Metabolic dysfunction-associated steatotic liver disease (MASLD) can progress to metabolic dysfunction-associated steatohepatitis (MASH), which is closely linked to obesity and insulin resistance. Resmetirom, the first approved drug for MASH, and semaglutide, a GLP-1 receptor agonist, have shown therapeutic effects in clinical studies. This study aimed to compare their mechanisms in Western diet (WD)-fed melanocortin 4 receptor-knockout (MC4R-KO) mice, a model that mimics human MASH pathology. MC4R-KO mice fed a WD for 6 weeks were treated with resmetirom or semaglutide for 7 weeks. WD-fed MC4R-KO mice showed increased liver weight and plasma aspartate aminotransferase and alanine transaminase levels. Both the resmetirom and semaglutide treatments substantially improved these parameters.

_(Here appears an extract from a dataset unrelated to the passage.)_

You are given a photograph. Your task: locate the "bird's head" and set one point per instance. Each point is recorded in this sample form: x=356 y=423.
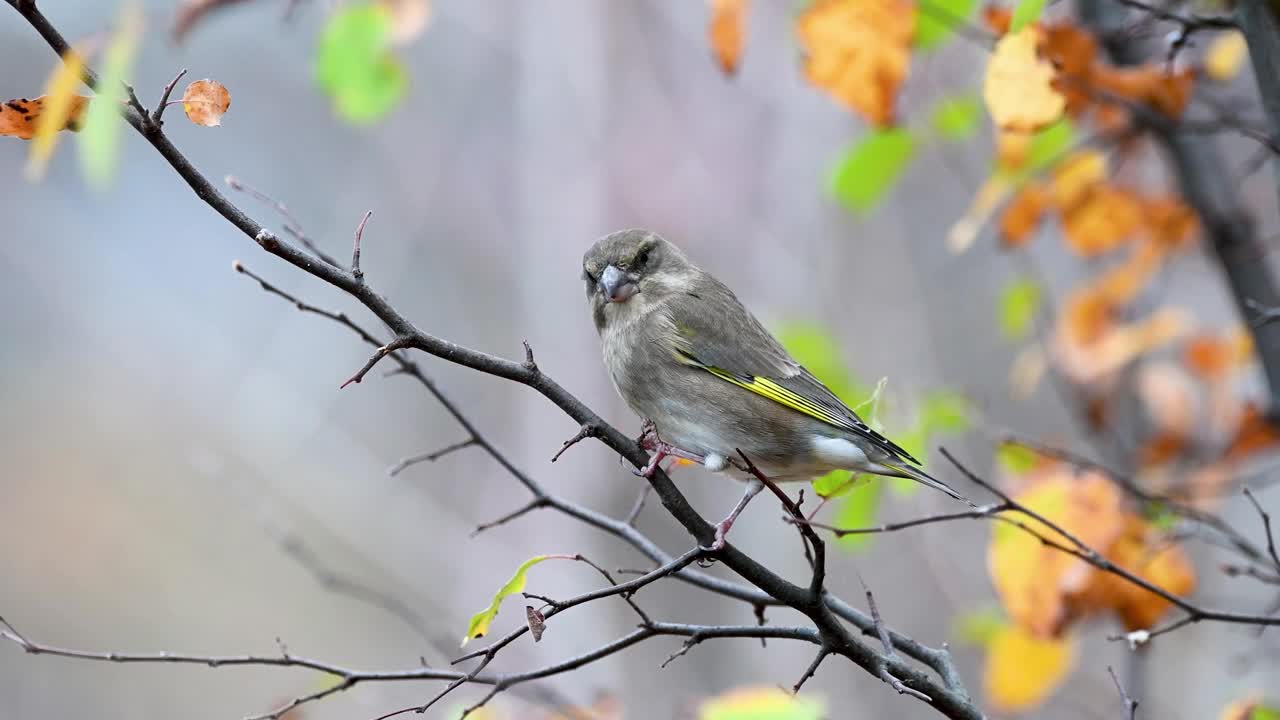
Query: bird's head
x=632 y=267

Although resmetirom and semaglutide improved liver hydroxyproline deposition and fat mass, semaglutide markedly suppressed lean mass. Moreover, in terms of energy expenditure, resmetirom enhanced oxygen consumption, whereas semaglutide reduced it. In conclusion, the different mechanisms of resmetirom and semaglutide against MASH were revealed. Similar to clinical evidence, semaglutide treatment, unlike resmetirom, may cause muscle mass reduction due to food intake suppression. To our knowledge, this study is the first to simultaneously compare the effects of resmetirom and semaglutide on MASH phenotypes and reveal their mechanism of action using WD-fed MC4R-KO mice.